Monday, 27 October 2014
The Trinity and Cerberus
In Greek mythology there was a three-headed dog dwelling in the underworld. This mythical beast is sometimes used as an analogy for the Trinity, most famously by the Evangelical apologist William Lane Craig. By this analogy, the three heads of Cerberus each has a mind or soul and is thus a person or center of consciousness. Each of these persons possess the entire body of the dog Cerberus. In the same way each of the persons of the Trinity possess the entire substance of the Godhead.
There are some who object to this analogy on the grounds that it is irreverent or blasphemous to compare God to a demonic monster from hell. I think this is being a little delicate. This is an analogy. To make analogy with a three-leafed clover as Saint Patrick did is not to say that God is like a plant. Sometimes Jehovah's Witnesses compare the Trinity to Cerberus in derision. We should avoid using the Cerberus analogy with them, as it will only confirm their conviction that the Trinity is a pagan monstrosity.

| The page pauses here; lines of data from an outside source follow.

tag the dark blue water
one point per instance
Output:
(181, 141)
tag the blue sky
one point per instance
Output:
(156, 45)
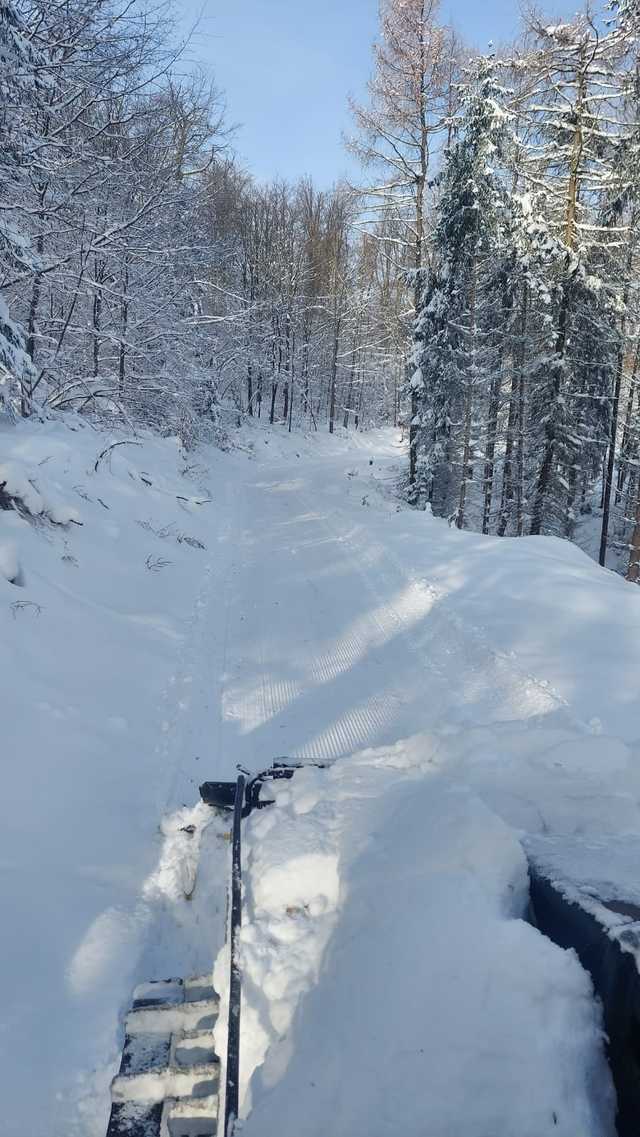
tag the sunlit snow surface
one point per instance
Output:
(496, 683)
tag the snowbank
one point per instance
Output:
(104, 698)
(413, 998)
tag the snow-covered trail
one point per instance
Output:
(331, 642)
(321, 619)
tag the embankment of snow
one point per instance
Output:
(106, 570)
(391, 984)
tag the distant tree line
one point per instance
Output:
(509, 187)
(143, 275)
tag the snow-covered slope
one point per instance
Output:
(493, 680)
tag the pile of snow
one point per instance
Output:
(391, 984)
(105, 683)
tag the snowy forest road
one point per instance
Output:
(304, 612)
(334, 640)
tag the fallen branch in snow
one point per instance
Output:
(108, 450)
(21, 605)
(156, 563)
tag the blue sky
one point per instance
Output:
(288, 67)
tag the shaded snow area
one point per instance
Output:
(392, 982)
(167, 616)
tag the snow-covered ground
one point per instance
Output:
(475, 693)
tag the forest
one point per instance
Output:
(476, 288)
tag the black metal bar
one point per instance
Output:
(232, 1082)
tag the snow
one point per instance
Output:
(9, 563)
(434, 1009)
(471, 695)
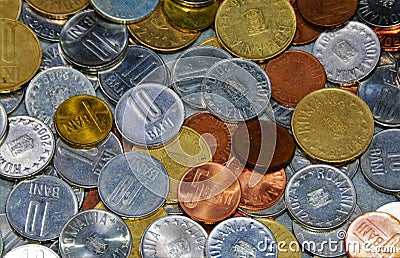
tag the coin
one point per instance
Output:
(173, 236)
(209, 193)
(332, 125)
(95, 233)
(256, 30)
(20, 56)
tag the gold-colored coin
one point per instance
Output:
(257, 29)
(333, 125)
(83, 121)
(190, 18)
(10, 9)
(20, 54)
(286, 241)
(58, 9)
(156, 33)
(187, 150)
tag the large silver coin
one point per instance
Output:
(133, 184)
(38, 208)
(173, 236)
(27, 149)
(95, 233)
(149, 115)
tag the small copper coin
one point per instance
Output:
(373, 234)
(327, 13)
(215, 132)
(294, 74)
(209, 193)
(263, 145)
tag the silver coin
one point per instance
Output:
(320, 197)
(324, 243)
(44, 28)
(348, 53)
(241, 237)
(382, 95)
(49, 88)
(124, 12)
(27, 149)
(31, 251)
(95, 233)
(91, 42)
(380, 164)
(38, 208)
(140, 65)
(190, 69)
(236, 89)
(149, 115)
(133, 184)
(81, 167)
(173, 236)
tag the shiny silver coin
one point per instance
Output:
(236, 89)
(349, 53)
(81, 167)
(31, 250)
(91, 42)
(140, 65)
(380, 163)
(133, 184)
(38, 208)
(190, 69)
(49, 88)
(173, 236)
(149, 115)
(320, 197)
(241, 237)
(95, 233)
(27, 149)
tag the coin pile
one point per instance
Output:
(145, 133)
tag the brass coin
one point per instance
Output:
(332, 125)
(256, 30)
(83, 121)
(156, 33)
(20, 54)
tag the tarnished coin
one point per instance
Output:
(95, 233)
(173, 236)
(133, 184)
(349, 53)
(320, 197)
(241, 237)
(27, 149)
(38, 208)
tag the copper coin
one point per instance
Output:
(263, 145)
(215, 132)
(327, 13)
(293, 75)
(305, 33)
(209, 193)
(373, 234)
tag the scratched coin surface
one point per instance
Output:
(83, 121)
(173, 236)
(38, 208)
(133, 184)
(333, 125)
(95, 233)
(27, 149)
(320, 197)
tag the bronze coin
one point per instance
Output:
(215, 132)
(263, 145)
(209, 193)
(293, 75)
(327, 13)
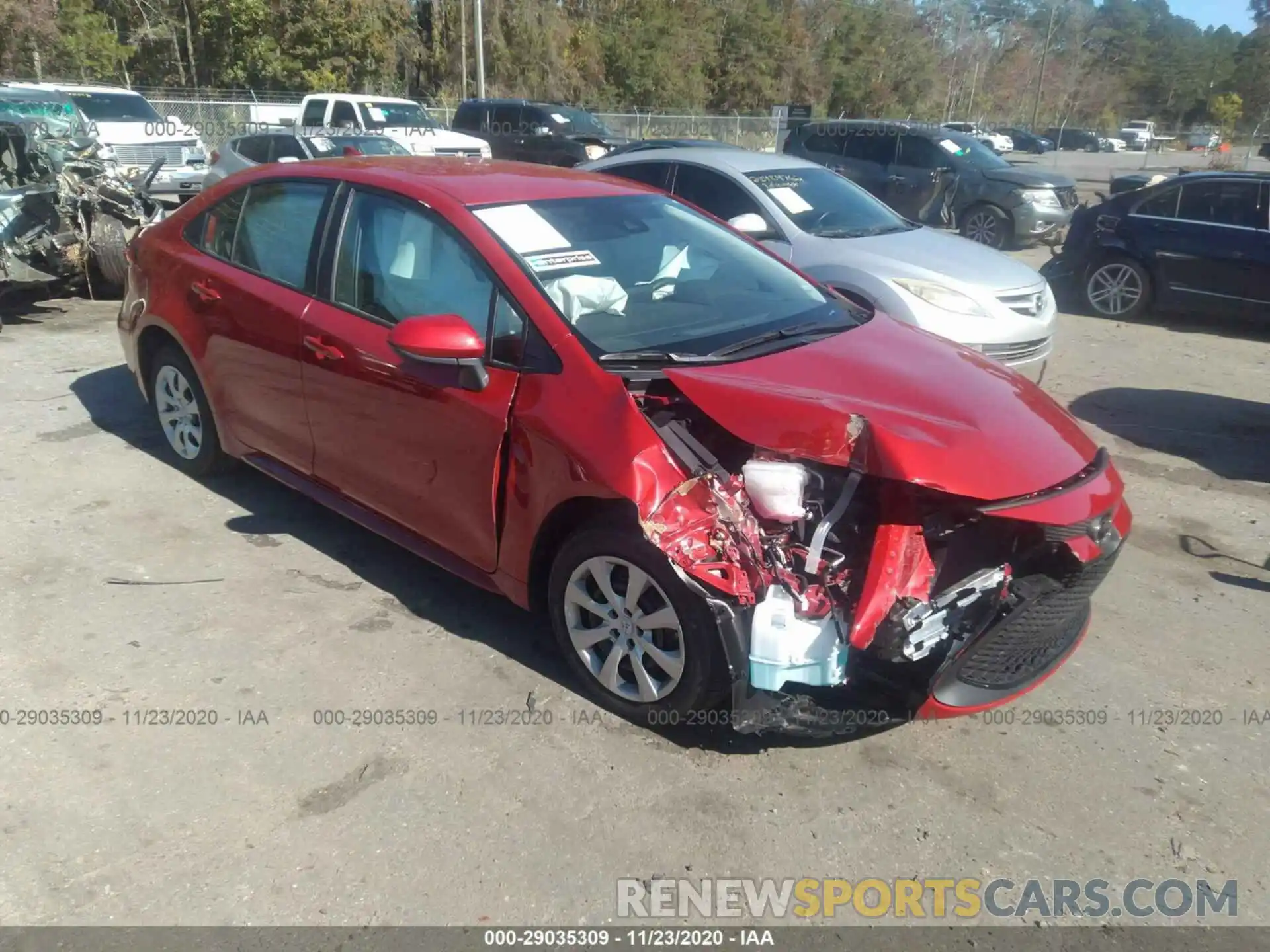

As with any Trinitarian analogy, the Cerberus model has problems. Some suggest that it implies the partialist error, that is that the members of the Trinity are parts of a divided whole. This is the main problem with the classic Shamrock. The leaves of the clover are mere parts of the whole plant, in contrast to the Father, Son and Holy Spirit who each possess the entire Godhead. This is actually not a problem for the Cerberus analogy. Each of the souls or minds of Cerberus possesses the whole of Cerberus' body.
A more significant, though complex objection is in the way it understands person-hood. The Cerberus analogy as Craig outlines it, assumes a modern view of persons as 'centers of consciousness.' This is probably not how the Cappadocian Fathers who framed the orthodox understanding of the Trinity viewed personhood. They viewed persons more as relations than individual minds defined by consciousness. I don't think this is actually a substantial problem with the analogy. The analogy does not require us to personhood in those specific terms. It simply establishes a distinction between personhood and essence.
A more significant problem lies in the different nature of the substance in question. The body of Cerberus is a physical substance. The essence of God, however, is a spiritual substance and arguably equivalent to being a soul in the Cerberus analogy. It is difficult to see how the undivided essence of God would not be a center of consciousness. This is not an easy obstacle to overcome and requires us to look deeply into the inter-Trinitarian relationships, how the three persons relate to the one divine essence.
I think the real usefulness of the Cerberus analogy is as a starting point to understanding the person/ substance distinction. Your average western Christian is likely to be an unconscious modalist, who will tend to think of God as being one person. Bringing up Cerberus is a good way to explain the logical basis of distinguishing between personhood and substance.